Blackside's primary business between 1968 and 1979 was the production of films, television and radio spots, television programming, and audio-visual educational packages. Blackside also produced public service announcements and film-based training materials for government and commercial clients. In 1977, the Harvard School of Design granted Hampton a Loeb Fellowship to study constitutional limitations and the nature of media and government information programs. His studies focused on consumers' and citizens' rights to information.

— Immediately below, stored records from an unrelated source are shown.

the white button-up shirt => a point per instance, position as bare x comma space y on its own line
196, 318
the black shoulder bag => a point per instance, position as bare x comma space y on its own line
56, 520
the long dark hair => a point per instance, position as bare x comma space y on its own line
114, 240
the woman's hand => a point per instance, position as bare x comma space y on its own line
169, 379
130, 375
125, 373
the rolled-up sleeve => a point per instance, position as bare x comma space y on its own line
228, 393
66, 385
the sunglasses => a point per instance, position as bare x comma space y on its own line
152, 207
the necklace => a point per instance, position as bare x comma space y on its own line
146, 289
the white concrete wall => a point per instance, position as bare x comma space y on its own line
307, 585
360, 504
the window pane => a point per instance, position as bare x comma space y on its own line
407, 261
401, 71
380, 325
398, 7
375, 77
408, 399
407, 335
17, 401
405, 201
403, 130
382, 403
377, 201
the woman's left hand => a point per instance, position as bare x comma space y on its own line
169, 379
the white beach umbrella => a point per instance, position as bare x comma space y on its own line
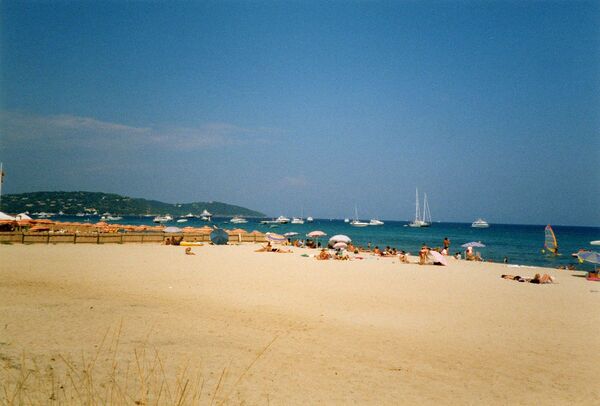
340, 238
437, 257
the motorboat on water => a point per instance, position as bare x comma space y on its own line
162, 219
480, 223
356, 222
297, 220
110, 218
238, 220
282, 220
425, 220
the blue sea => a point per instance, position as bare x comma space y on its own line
521, 244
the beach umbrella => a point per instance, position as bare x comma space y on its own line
340, 238
219, 237
276, 238
4, 216
437, 257
589, 256
474, 244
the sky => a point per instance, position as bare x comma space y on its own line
315, 108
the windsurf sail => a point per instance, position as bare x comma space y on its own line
550, 242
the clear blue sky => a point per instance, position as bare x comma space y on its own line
492, 108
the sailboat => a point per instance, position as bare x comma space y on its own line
298, 220
550, 242
419, 221
356, 222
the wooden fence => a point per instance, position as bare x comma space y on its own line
24, 237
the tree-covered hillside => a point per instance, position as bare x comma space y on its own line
96, 202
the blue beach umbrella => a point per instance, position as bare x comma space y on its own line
219, 237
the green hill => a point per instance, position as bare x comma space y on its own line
90, 202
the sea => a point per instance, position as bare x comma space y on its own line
519, 244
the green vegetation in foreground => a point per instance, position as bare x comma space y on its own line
96, 202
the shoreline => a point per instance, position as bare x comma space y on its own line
282, 328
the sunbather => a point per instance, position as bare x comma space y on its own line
423, 254
323, 255
538, 279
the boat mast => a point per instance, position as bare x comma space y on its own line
417, 205
1, 182
426, 213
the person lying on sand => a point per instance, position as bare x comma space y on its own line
323, 255
538, 279
341, 255
403, 256
265, 248
423, 254
269, 248
473, 257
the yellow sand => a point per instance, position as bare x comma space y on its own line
265, 328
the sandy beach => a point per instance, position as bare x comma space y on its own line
265, 328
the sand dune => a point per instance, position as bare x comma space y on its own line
263, 328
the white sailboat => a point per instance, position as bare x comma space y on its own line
356, 222
480, 223
238, 220
425, 220
298, 220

Hampton made a commitment to social justice with later productions, including his 1987 magnum opus Eyes on the Prize: America's Civil Rights Years (1954–1965). He followed this with a series of pieces, including Eyes on the Prize II: America at the Racial Crossroads 1965–mid 1980s; The Great Depression (1993); Malcolm X: Make It Plain (1994); America's War on Poverty (1995); Breakthrough: The Changing Face of Science in America (1997); I'll Make Me a World: A Century of African-American Arts (1999); Hopes on the Horizon: Africa in the 1990s (2001); This Far by Faith: African American Spiritual Journeys (2003).

He returned to WashU in 1989 to deliver the commencement speech.

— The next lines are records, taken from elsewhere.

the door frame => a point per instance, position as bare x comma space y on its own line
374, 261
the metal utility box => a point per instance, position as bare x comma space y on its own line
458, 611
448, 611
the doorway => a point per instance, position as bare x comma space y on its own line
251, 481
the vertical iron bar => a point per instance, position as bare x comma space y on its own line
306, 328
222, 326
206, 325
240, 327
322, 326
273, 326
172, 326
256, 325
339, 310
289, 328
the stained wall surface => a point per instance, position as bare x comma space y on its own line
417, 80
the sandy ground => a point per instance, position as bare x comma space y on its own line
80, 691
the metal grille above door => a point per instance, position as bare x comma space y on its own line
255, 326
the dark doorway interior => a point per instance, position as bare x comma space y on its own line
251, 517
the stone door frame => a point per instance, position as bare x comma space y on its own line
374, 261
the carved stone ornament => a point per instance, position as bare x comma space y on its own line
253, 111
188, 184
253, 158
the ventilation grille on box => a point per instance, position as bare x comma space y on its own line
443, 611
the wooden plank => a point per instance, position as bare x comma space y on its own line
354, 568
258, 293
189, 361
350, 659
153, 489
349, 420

===Health issues and death===
Hampton had contracted polio as a child. In his later years, he had lung cancer, the treatment for which led to myelodysplastic syndrome.

He died at Brigham and Women's Hospital on November 22, 1998.

== Legacy ==
Hampton's film archive is held by the Washington University Film & Media Archive in St. Louis, Missouri. In addition to Hampton's films, the collection contains all of the elements that went into the production process such as interviews, stock footage, photographs, research, producer notes, scripts, and Hampton's personal papers.

=== Honorary degrees ===
He was the recipient of over 10 honorary degrees including an Honorary Doctorate of Humanities from his alma mater (1989); St. Louis University (1988); Doctor of Arts, Northeastern University (1988); Suffolk University (1988); Bridgewater State College (1989); Brandeis University (1993); Boston College (1993); Emerson College (1995); Lincoln University (1996) and Tufts University (1996).

== Awards ==
Hampton and Blackside won many major awards in television broadcasting. They were recognized by organizations in the fields of journalism, history, and the arts.

- 7 Emmy Awards
- One Academy Award nomination
- George Foster Peabody Awards (multiple)
- Ralph Lowell Award For Outstanding Contribution to Public Television(1993)
- The first Harold C. Fleming Award for "a lifetime of service in the field of political participation and community education against hatred in politics." (1994).
- The 1st Annual Heinz Award in the Arts and Humanities (1995)
- International Documentary Association Career Achievement Award
- Erik Barnouw Award, Organization of American Historians
- John Stoneman Rena Award, Outstanding contributions to the motion picture industry
- The DuPont Columbia Award, Excellence in Broadcast Journalism (multiple)
- Edward R. Murrow Brotherhood Award
- Who's Who in America: Fifty-second Edition
- African-American Achievement Award, City of Boston, For Excellence in the Arts
- PBS Salute, Prism Award: Lifetime of Achievement award

==Filmography==
- America's War on Poverty (5-part series)
- Boston Black United Front
- Breakthrough: The Changing Face of Science in America (6-part series)
- Code Blue
- Crisis to Crisis: Voices of a Divided City
- Easy Street
- Eyes on the Prize (14-part series)
  - Eyes on the Prize I: America's Civil Rights Years 1954-1965
  - Eyes on the Prize II: America at the Racial Crossroads 1965-1985
- The Great Depression (7-part series)
- Head Start to Confidence
- Hopes on the Horizon: Africa in the 1990s
- I'll Make Me A World: A Century of African American Arts (6-part series)
- In Search of Help: Welfare or Survivor's Benefits
- Kinfolks
- Malcolm X: Make It Plain
- This Far By Faith: African American Spiritual Journeys (6-part series)
- Reorganizing the Nation's Hospitals (1975)

==Organizations==
In addition to his work with Blackside Inc., Hampton was involved in a number of other organizations, including:

- Museum of Afro-American History in Boston, Chair of the Board.
- Children's Defense Fund, board member.
- Boston Center for the Arts, board member.
- Beacon Press, Advisory Board.
- Unitarian Universalist Association, Director of Information (1963–1968).